Published online May 28, 2018. doi: 10.3748/wjg.v24.i20.2137
Peer-review started: March 29, 2018
First decision: April 27, 2018
Revised: May 5, 2018
Accepted: May 18, 2018
Article in press: May 18, 2018
Published online: May 28, 2018
Pancreatic ductal adenocarcinoma (PDAC) is one of the deadliest cancers, mostly due to its resistance to treatment. Of these, checkpoint inhibitors (CPI) are inefficient when used as monotherapy, except in the case of a rare subset of tumors harboring microsatellite instability (< 2%). This inefficacy mainly resides in the low immunogenicity and non-inflamed phenotype of PDAC. The abundant stroma generates a hypoxic microenvironment and drives the recruitment of immunosuppressive cells through cancer-associated-fibroblast activation and transforming growth factor β secretion. Several strategies have recently been developed to overcome this immunosuppressive microenvironment. Combination therapies involving CPI aim at increasing tumor immunogenicity and promoting the recruitment and activation of effector T cells. Ongoing studies are therefore exploring the association of CPI with vaccines, oncolytic viruses, MEK inhibitors, cytokine inhibitors, and hypoxia- and stroma-targeting agents. Adoptive T-cell transfer is also under investigation. Moreover, translational studies on tumor tissue and blood, prior to and during treatment may lead to the identification of biomarkers with predictive value for both clinical outcome and response to immunotherapy.

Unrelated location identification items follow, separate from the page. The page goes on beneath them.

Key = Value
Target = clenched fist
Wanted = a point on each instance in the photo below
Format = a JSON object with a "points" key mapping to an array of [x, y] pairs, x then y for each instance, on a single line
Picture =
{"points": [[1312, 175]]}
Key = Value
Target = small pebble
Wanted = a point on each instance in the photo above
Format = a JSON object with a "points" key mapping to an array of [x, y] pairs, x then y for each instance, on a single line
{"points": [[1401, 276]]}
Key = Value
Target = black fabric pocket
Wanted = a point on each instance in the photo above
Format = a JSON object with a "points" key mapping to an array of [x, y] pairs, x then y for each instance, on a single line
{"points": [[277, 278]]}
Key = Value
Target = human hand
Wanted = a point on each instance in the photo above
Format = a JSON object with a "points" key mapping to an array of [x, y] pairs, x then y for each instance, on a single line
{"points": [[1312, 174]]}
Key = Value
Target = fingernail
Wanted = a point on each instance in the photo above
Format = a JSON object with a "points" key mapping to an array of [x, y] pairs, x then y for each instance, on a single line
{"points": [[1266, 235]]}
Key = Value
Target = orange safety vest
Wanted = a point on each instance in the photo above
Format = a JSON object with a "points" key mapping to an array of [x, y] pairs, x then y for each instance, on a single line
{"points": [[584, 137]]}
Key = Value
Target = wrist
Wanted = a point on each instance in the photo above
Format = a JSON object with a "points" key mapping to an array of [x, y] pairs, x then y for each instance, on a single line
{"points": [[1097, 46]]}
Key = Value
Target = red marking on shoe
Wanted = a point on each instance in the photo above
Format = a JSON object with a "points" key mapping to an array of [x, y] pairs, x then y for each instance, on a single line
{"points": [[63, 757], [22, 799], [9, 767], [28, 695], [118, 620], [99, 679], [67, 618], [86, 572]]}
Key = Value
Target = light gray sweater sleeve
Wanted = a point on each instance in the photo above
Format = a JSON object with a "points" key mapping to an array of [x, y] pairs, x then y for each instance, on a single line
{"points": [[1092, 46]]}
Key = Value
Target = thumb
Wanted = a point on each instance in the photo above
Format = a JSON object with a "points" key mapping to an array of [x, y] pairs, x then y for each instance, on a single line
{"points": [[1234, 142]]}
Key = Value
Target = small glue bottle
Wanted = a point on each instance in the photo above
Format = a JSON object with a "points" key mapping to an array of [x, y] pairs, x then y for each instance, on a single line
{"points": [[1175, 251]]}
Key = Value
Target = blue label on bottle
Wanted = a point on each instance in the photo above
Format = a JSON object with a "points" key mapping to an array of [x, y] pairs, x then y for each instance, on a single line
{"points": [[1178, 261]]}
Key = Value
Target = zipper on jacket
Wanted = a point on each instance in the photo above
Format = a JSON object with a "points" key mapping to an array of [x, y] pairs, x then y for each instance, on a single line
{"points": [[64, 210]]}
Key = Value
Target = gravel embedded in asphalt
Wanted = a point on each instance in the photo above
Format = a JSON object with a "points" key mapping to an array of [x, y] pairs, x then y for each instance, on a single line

Core tip: Checkpoint inhibitors (CPI) and other immune therapies remain inefficient when used as single agents in pancreatic ductal adenocarcinoma (PDAC). Here, we present an overview of the biological mechanisms underlying these failures and the lessons learned, giving a rationale for innovative combination therapies. In particular, the latest ongoing studies are attempting to overcome the immunosuppressive microenvironment, the basis of resistance to CPI in PDAC.